Archipiélago envenenado

ARNALDO MUSA

LAS ISLAS MARSHALL vuelven a ser noticia por estos días, luego del fracaso de la prueba para el futuro escudo antimisiles —que lleva a cabo EE.UU.— en el atolón de Kwajalein, algo que está siendo usual, según señalan medios de prensa.

El porqué de los continuados fiascos no ha sido establecido, pero el dinero no ha faltado ni faltará, tras el aumento a 465 000 millones de dólares del siempre astronómico presupuesto de "defensa" (sería mejor decir "de agresión") norteamericano, además de la incorporación de Japón a este programa bélico del Pentágono.

Kwajalein ha sido históricamente un escenario "privilegiado" para las pruebas nucleares de Estados Unidos, que ha hecho con las Islas Marshall —de donde forma parte el atolón— lo que le ha venido en gana.

Entre 1946 y 1958 Kwajalein junto a Bikini fueron escenarios de por lo menos 67 pruebas nucleares, amén de la detonación de la primera bomba de hidrógeno, lo cual convirtió a las Marshall en la zona de mayor contaminación radiactiva conocida, motivo del éxodo de muchos de sus pobladores.

La denominada República de las Islas Marshall, un estado ligado a Estados Unidos mediante el Acuerdo de libre asociación, ha seguido viendo disminuida su población, debido principalmente a la persistente contaminación.

Este archipiélago del Pacífico, de 181,3 kilómetros cuadrados, llegó a estar muy poblado, pero de los 70 822 habitantes censados en julio del 2001, ya el pasado año quedaban solo 56 429, según cifras oficiales norteamericanas, que son las únicas válidas en uno de los territorios más dependientes de los que controla Estados Unidos en el Pacífico.

Las islas fueron tomadas por EE.UU. a Japón en 1944 y, luego de finalizada la Segunda Guerra Mundial, las utilizaron para sus pruebas atómicas y basurero de desechos radiactivos, mientras minaban sus intentos independentistas.

Un reportero de The Washington Post, Bob Woodward —quien investigó el escándalo Watergate—, reveló que la vigilancia electrónica fue utilizada por Estados Unidos para controlar y manejar destellos independentistas en las Marianas, Carolinas y Marshall.

El objetivo del espionaje era obvio: reducir la posición negociadora de los representantes de esas islas que deseaban la independencia y fomentar la desunión entre los distintos grupos que componen el territorio.

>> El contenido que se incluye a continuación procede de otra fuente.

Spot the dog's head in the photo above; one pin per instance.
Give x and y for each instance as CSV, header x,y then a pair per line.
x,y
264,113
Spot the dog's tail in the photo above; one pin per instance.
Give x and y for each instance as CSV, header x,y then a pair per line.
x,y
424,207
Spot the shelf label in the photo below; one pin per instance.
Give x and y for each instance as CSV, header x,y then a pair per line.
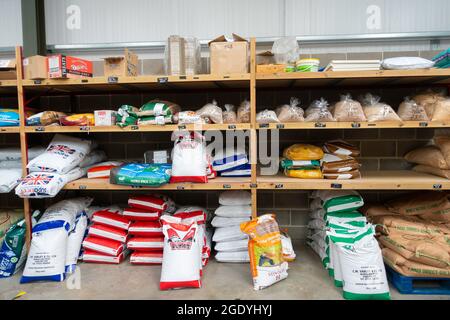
x,y
113,79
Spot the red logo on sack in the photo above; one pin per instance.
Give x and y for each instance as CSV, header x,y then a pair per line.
x,y
176,243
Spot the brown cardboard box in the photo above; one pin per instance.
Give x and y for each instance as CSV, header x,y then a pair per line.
x,y
8,69
228,57
125,66
35,68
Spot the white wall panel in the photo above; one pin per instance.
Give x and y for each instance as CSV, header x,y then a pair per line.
x,y
10,23
105,21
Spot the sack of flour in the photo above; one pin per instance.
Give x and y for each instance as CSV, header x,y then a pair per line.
x,y
181,264
265,251
62,155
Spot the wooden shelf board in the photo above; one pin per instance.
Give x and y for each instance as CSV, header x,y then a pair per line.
x,y
354,78
9,129
370,180
220,183
142,128
355,125
139,83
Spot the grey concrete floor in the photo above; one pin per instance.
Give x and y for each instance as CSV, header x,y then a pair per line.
x,y
307,280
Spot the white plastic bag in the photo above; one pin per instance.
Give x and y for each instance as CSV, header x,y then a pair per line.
x,y
62,155
189,158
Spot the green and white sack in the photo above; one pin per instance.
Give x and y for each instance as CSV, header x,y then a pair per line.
x,y
361,265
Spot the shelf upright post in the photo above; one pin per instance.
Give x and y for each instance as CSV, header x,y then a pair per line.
x,y
253,137
23,137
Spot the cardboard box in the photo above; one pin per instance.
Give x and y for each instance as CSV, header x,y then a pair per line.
x,y
175,56
35,68
8,69
61,66
105,117
228,57
126,66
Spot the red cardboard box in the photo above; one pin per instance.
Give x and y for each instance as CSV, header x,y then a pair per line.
x,y
61,66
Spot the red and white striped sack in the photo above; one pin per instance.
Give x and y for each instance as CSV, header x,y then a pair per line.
x,y
146,229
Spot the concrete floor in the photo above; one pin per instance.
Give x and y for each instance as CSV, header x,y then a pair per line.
x,y
307,280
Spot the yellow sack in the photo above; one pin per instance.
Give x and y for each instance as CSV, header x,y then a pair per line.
x,y
304,174
265,251
303,152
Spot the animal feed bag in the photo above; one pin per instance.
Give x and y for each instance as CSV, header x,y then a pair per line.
x,y
265,251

Bajo el pretexto de que las ínsulas pudieran ser controladas por "un país inamistoso", la potencia imperial buscó enmascarar su control real, aparentando ceder en lo formal. Entonces empezó a hablar de "Gobierno asociado".

Washington desmembró el territorio y elaboró diferentes convenios, atando a las Marshall con el ya mencionado Acuerdo de Libre Asociación desde 1986, que obliga a esa "república" a seguir a la Casa Blanca en política exterior, mientras la defensa es abiertamente prerrogativa norteamericana, que le proporciona la asistencia económica.

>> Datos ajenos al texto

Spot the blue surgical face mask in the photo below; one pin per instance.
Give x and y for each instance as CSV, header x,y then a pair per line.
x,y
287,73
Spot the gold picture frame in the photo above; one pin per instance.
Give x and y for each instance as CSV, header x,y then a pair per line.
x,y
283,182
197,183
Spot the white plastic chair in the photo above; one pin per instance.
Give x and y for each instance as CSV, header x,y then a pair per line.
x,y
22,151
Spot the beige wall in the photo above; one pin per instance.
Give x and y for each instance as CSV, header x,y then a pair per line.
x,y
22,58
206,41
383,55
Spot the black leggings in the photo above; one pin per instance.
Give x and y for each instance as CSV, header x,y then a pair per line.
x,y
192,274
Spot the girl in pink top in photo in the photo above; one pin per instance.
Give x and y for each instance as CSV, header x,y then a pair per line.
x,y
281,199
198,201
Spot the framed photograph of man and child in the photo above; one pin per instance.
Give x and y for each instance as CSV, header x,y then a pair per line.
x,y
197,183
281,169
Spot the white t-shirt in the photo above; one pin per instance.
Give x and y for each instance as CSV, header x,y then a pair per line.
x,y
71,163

El mando yanki es tan visible que se burló de las protestas de los defensores del medio ambiente, para verter allí 25 millones de toneladas de las reservas de gas enervante que estaban instaladas en Europa.

La actual administración, que encabeza Kessai Hesa Note, es calificada de débil, como la anterior de Imata Kabua, y no es de extrañar que haya cedido ante las presiones del Ejecutivo estadounidense para que haya votado durante tres años consecutivos contra la resolución cubana de condena al bloqueo yanki.

Ahora se enfrenta a problemas causados por una inadecuada infraestructura y la prolongada sequía. La dependencia de la metrópoli y promesas de una ayuda que nunca llega hace cada vez más difícil la vida en el envenenado archipiélago.